The Attorney General of Canada brought the case to the Court of Appeal in April, arguing that the lower court judge did not properly balance the benefits of Khadr's release with the seriousness of the charges. Today, Ontario's Court of Appeal (the highest court in Ontario) agreed unanimously with the lower court's decision and answered the appeal with a 33 page decision. The decision stated that to allow the extradition would amount to the Canadian courts being complacent with the torture.
"We must adhere to our democratic and legal values, even if that adherence serves in the short term to benefit those who oppose and seek to destroy those values, for if we do not, in the longer term, the enemies of democracy and the rule of law will have succeeded.

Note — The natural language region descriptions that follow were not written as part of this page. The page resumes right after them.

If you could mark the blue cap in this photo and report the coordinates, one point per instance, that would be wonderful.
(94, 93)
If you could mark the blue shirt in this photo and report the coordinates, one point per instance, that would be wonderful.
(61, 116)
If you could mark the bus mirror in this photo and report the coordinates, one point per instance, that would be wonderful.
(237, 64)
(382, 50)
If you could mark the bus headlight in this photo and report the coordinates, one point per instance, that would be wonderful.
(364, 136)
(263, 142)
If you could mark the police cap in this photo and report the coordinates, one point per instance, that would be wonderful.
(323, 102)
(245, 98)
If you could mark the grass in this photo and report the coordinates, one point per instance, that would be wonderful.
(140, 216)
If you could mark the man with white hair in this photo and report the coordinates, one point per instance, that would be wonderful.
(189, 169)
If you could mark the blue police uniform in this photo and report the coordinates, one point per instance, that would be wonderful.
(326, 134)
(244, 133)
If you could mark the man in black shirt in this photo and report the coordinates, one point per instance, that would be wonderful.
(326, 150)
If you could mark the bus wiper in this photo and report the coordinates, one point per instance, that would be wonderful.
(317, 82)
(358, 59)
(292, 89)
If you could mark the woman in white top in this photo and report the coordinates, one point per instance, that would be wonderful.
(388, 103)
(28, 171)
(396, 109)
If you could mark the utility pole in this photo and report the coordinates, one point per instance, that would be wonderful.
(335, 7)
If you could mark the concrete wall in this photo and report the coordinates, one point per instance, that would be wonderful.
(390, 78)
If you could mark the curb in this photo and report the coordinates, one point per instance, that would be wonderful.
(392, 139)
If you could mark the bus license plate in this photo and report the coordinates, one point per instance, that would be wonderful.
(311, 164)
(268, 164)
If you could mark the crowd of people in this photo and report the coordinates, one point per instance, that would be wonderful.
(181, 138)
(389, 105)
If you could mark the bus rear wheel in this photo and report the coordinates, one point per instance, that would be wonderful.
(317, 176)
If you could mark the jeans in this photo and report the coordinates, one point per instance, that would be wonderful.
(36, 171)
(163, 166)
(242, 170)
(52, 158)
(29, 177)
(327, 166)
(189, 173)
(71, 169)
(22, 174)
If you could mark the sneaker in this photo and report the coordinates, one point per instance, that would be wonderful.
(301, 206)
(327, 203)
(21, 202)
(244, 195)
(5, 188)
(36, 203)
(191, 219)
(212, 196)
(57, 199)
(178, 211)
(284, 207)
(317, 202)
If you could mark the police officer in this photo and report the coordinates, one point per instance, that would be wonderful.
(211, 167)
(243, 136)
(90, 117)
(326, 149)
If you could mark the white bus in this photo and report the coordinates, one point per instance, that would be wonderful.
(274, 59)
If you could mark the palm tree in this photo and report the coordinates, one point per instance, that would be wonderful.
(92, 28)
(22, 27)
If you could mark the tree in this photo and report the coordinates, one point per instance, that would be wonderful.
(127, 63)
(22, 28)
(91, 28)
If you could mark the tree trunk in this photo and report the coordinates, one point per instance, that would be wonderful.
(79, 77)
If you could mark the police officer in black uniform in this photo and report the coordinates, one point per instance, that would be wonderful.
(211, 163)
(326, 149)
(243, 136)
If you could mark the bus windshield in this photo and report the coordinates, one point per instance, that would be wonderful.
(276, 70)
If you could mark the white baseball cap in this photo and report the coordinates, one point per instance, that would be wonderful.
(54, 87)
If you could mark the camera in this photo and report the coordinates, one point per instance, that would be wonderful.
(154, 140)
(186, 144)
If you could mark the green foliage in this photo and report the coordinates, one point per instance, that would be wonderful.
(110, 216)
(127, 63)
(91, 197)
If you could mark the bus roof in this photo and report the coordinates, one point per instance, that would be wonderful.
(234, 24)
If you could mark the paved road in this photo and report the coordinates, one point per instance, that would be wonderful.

They will have demonstrated that our faith in our legal order is unable to withstand their threats. ... It surely can come as no surprise that in a country like Pakistan with a constitution guaranteeing fundamental rights and freedoms, it is illegal to accept a bounty or bribe from a foreign government, to abduct a foreign national from the street, to beat that individual until he agrees to co-operate, to deny him consular access, to hold him in a secret detention centre for eight months while his utility as an intelligence source is exhausted, and then to continue to hold him in secret detention for six more months at the request of a foreign power," said the decision. They also pointed out that refusing the extradition does not prevent the Attorney General from bringing the case before Canadian courts.
Khadr's father, a Canadian named Ahmed Said Khadr who ran orphanages and other charities in Pakistan and Afghanistan, was a friend of Osama Bin Laden and his family has been under constant threat from the US government. His brother Omar was tortured by the US military and kept in prison as a possible source of intelligence since he was 15 years old. He remains in Guantanamo today, now 24 years old.
Abdullah was abducted by Pakistani intelligence, who were paid a $500,000 bounty by the US government for him. (The Globe and Mail had to take the Canadian government to court in 2008 to be able to publish information about the bounty. The Canadian government held that publication would "threaten national security.") He was beaten and denied access to Canadian consular services, and held for fourteen months without charges while being interrogated by Pakistani, Canadian and US authorities. US authorities requested that Canadian intelligence not push for consular access. Pakistani authorities told Canadian authorities in June 2005 that Khadr would be released without charges, but US intelligence persuaded Pakistan to continue to hold him until December while the FBI interrogated him and arranged for his extradition to the US from Canada.
Khadr's lawyer, Dennis Edney, said his newly married client is looking forward to getting on with his life, and the decision shows the US, "When they come to the court, they are supposed to come with clean hands, meaning that the evidence they are relying on to extradite that person is legal, it's not evidence that has been relied on through torture and abuse."
The federal government has 60 days to appeal to the Supreme Court of Canada. In an earlier interview with Dennis Edney, he told WL Central that he was very tired after eight years of fighting the Canadian government, but he had no choice but to continue. The US State cable #09OTTAWA629 discussing the case of Abdullah's brother Omar shows that he was fighting more than the Canadian government:
"In a discussion with CDA on the eve of the decision, a senior official of the Prime Minister's Office predicted that the government would appeal to the Supreme Court if it lost at the appellate level. According to an official of the Privy Council Office on August 14, the government was still trying to "digest" the decision, but he took note our informal request for the government to consult privately with us before making public any possible request for repatriation. [bolding added] .... Comment: The vigorous dissent opinion should give the government some hope that an appeal to the Supreme Court could be successful, and could -- not incidentally -- also at least delay action until the next steps become clearer in the legal procedures against Mr. Khadr by the U.S. military authorities. Mr. Khadr's family remains deeply unpopular in Canada, although there is some sympathy for him since he was only 15 years old at the time of his capture. There would be virtually no political blowback domestically for the Conservative Party if the government chooses to pursue an appeal, making this a strong likelihood.